El dolor de espalda perenne. La mala noche. El hombro. Cualquier tiempo para el desayuno: escaso, rayano en nulo. A la mano y en el camino, una pieza de pan, la boca seca. El sabor acre de la mantequilla rancia. El hambre.
Cincuenta minutos en el tráfico. Cuarenta en un buen día. Hora y media el día de hoy. Una mirada de desprecio, a veces ni eso: al otro lado del escritorio el aire turbio de la indiferencia. El altero de papeles en la mesa, las notas de pendientes, los recordatorios, los proyectos inconclusos, el café frío, el timbre del teléfono, las emergencias de alguien más, la voz chillona de una secretaria, el tiempo en estampida. Y el barullo al otro lado, en su mar de impostaciones.
Unas horas, las parcas.

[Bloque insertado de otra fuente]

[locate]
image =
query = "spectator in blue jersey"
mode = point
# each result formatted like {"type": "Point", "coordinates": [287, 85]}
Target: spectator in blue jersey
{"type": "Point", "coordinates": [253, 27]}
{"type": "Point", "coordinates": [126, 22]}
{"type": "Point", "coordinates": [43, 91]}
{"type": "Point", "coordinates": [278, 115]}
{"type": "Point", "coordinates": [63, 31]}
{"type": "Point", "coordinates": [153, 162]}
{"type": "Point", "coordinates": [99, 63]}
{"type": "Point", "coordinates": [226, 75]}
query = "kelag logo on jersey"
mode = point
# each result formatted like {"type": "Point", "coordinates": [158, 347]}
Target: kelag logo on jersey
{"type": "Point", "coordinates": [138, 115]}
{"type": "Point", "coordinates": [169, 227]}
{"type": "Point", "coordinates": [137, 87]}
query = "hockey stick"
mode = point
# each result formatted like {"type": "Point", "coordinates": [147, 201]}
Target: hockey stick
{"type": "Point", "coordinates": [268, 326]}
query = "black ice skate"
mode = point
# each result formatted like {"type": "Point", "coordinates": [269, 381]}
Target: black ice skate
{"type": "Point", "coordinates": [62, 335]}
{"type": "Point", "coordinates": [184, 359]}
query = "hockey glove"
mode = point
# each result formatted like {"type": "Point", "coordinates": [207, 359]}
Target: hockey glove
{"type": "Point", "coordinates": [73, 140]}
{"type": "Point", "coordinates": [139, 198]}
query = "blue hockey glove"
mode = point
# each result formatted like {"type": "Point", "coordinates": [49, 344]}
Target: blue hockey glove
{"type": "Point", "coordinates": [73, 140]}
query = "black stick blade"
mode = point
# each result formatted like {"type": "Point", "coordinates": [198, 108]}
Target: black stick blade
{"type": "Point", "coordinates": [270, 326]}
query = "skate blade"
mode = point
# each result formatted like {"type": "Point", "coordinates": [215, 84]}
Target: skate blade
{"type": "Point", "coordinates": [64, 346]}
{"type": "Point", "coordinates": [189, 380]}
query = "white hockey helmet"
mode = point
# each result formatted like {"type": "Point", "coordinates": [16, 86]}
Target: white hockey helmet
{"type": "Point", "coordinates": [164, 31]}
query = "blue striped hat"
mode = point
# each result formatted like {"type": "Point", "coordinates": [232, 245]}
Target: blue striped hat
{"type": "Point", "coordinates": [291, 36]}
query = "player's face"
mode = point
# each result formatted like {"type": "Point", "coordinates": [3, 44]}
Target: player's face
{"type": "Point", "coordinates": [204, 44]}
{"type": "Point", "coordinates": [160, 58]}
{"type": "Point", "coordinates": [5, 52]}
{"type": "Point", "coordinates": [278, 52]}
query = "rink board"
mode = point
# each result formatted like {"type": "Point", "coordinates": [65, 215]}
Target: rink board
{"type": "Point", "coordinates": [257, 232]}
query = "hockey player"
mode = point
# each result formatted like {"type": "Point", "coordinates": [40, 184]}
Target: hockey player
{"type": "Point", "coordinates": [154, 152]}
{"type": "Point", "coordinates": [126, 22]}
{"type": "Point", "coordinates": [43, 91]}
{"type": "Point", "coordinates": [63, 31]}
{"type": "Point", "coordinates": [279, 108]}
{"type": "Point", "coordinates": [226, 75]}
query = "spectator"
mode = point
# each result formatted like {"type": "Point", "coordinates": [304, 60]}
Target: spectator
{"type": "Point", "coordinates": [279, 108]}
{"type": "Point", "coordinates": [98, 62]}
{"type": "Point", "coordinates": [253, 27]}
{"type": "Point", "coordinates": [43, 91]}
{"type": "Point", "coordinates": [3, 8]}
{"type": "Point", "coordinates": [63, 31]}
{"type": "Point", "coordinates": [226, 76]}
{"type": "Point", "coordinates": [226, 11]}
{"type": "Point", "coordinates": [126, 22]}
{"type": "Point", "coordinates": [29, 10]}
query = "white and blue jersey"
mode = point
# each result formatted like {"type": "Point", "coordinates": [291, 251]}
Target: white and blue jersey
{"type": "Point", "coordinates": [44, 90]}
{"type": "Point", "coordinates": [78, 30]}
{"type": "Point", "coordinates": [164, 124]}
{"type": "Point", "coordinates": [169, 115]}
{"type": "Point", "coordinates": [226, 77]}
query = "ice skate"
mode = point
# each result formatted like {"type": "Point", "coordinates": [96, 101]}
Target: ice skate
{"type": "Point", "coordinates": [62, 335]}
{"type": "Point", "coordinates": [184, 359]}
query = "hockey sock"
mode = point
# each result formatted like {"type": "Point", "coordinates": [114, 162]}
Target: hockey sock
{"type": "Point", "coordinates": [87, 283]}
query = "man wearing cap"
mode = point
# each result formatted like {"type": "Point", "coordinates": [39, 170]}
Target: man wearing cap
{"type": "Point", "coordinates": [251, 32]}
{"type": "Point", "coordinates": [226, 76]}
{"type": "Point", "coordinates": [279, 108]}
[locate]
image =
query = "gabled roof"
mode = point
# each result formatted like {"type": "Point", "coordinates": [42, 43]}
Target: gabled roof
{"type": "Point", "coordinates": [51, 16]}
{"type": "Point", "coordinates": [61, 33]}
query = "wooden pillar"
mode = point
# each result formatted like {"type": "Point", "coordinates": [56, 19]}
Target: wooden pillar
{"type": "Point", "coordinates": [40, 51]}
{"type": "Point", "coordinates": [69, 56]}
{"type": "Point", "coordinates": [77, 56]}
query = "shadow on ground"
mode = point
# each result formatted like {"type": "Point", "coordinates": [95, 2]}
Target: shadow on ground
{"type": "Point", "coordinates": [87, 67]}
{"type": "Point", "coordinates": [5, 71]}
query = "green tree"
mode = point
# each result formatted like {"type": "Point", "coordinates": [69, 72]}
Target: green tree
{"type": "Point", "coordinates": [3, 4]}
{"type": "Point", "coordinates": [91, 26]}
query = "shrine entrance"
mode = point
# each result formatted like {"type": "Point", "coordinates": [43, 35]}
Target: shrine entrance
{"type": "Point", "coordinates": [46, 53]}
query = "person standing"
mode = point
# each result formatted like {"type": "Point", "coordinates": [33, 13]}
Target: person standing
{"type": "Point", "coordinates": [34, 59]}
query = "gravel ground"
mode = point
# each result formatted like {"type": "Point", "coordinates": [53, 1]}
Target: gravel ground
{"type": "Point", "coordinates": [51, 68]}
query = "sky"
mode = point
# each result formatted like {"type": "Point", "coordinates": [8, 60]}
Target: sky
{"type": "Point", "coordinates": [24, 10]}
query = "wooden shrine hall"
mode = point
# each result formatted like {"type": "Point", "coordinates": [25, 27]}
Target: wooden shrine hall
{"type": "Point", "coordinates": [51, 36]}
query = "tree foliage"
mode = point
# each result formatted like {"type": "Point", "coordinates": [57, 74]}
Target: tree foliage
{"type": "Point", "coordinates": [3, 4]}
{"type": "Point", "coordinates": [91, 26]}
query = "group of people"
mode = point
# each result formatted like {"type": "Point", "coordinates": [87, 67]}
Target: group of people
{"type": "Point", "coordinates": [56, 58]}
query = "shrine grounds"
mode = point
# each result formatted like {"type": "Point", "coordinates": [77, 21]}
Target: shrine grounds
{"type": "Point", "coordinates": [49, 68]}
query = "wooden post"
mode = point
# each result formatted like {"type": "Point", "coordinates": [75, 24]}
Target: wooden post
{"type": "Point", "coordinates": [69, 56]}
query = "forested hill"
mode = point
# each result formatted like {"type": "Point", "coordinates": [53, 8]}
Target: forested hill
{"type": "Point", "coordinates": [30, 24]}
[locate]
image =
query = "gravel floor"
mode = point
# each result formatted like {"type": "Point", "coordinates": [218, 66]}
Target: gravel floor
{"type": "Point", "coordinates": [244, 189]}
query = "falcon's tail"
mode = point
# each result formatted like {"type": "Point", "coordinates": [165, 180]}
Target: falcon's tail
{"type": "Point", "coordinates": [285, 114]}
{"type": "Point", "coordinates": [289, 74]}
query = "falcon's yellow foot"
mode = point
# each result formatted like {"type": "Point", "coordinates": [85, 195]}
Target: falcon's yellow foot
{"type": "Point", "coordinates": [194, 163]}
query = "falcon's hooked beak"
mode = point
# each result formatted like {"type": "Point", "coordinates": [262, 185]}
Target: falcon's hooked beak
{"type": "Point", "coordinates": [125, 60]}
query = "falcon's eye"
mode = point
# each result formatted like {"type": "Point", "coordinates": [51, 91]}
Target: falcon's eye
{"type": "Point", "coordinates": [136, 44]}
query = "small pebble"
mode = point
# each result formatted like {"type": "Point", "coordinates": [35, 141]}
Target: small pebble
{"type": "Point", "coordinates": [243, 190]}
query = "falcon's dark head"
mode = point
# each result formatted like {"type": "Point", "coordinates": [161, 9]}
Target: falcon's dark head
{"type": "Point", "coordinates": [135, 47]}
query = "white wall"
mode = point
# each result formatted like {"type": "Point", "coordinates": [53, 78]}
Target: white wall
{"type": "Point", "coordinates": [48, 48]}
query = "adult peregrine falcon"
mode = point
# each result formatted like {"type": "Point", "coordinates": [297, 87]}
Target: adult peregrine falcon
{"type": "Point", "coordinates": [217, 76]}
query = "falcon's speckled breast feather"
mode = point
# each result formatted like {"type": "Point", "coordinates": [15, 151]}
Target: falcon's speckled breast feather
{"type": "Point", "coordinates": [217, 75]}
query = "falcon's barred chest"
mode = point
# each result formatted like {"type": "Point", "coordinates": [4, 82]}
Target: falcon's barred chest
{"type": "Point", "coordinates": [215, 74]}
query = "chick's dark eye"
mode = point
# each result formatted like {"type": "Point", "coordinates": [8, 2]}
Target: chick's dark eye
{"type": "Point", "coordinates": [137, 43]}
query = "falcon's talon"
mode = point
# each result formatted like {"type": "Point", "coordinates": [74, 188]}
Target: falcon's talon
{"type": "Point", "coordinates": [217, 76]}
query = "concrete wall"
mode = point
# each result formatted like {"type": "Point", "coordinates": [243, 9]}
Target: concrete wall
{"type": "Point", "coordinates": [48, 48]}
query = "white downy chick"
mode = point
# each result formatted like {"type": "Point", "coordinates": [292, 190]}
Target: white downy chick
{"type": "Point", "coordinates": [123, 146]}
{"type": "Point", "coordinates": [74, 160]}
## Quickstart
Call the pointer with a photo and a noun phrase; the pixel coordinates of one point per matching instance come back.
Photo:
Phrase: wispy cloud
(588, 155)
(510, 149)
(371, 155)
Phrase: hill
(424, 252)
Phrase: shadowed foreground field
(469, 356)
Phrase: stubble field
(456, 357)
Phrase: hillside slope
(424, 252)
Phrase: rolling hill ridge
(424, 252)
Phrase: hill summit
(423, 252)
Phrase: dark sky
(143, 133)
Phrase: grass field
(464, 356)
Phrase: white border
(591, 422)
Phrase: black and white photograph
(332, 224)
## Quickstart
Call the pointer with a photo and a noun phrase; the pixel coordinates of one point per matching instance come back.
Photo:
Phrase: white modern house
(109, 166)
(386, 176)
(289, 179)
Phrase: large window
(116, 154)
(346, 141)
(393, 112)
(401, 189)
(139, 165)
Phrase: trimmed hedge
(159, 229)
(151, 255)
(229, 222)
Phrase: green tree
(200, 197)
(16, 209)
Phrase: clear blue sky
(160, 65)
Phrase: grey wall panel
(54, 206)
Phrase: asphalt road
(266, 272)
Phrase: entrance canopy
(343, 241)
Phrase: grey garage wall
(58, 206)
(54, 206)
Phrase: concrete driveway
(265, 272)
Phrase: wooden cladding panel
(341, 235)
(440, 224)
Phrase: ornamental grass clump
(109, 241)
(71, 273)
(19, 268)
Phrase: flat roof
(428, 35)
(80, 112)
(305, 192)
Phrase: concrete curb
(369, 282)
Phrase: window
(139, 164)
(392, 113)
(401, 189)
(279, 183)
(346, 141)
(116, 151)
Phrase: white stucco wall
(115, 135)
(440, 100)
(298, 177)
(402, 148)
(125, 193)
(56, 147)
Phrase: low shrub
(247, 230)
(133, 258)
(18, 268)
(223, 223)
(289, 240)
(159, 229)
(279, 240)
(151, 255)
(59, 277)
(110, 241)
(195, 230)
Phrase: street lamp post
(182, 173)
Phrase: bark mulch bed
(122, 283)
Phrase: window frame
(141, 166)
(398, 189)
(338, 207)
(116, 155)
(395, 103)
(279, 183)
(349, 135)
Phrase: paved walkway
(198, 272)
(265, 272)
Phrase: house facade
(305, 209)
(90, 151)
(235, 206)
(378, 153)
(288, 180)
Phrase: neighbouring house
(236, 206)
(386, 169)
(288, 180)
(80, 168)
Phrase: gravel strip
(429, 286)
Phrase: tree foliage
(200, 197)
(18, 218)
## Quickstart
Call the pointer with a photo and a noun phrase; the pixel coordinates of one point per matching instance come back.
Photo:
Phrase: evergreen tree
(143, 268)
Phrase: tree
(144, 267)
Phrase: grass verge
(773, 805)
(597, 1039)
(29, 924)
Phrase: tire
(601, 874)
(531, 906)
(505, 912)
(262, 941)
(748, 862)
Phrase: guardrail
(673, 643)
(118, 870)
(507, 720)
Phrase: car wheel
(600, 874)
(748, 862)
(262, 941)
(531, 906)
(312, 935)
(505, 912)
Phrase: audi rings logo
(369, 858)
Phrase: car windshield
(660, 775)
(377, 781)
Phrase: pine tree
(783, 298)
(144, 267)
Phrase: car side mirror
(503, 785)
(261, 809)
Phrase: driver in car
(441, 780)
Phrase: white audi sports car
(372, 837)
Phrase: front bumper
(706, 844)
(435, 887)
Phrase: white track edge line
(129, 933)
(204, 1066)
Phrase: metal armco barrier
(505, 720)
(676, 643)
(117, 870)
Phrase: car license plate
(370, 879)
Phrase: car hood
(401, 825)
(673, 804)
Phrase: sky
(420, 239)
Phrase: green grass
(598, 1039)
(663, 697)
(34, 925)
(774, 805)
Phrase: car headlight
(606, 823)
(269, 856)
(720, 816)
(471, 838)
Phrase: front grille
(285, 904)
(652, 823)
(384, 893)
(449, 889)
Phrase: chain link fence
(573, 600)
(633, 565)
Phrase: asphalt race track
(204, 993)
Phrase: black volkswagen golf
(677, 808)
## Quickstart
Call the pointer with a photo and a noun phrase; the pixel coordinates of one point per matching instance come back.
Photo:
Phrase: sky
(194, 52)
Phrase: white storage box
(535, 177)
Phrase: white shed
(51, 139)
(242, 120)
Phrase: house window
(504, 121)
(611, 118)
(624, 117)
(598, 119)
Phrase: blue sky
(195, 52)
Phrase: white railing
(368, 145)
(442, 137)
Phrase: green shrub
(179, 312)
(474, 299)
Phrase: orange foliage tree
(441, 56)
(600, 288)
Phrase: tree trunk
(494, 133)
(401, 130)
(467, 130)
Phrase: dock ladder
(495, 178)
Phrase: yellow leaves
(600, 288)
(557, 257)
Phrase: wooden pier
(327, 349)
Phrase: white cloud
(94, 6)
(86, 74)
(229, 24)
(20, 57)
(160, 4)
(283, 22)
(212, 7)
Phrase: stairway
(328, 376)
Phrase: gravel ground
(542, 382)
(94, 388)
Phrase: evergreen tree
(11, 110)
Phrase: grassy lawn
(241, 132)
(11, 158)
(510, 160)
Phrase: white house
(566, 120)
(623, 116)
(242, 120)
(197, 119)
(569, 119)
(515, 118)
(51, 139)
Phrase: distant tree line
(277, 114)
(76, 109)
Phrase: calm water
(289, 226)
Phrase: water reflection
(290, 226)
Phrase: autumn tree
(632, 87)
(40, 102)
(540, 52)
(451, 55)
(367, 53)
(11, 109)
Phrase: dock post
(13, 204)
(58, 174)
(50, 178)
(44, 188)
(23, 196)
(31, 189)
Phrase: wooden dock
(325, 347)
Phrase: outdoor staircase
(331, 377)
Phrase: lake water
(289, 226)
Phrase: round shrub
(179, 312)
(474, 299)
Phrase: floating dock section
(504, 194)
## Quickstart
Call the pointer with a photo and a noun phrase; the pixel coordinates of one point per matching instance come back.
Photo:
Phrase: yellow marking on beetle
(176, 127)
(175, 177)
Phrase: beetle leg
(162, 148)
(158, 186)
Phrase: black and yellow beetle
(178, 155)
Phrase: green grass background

Unas tareas, las obtusas. Un nuevo aluvión de urgencia: otra tarde perdida. No más: un grito, una discusión, una ofensa, otra en rabiosa corona. La noche en ciernes. La esperanza a la deriva. Y la ira en busca de su camino.
El borde de medianoche. La espera fría. Los dedos serenos tras la espalda. Los ojos navegantes. La puerta abierta en un arco estrepitoso y apenas una sonrisa por respuesta: el martillo se descarga y todo lo que sigue es silencio.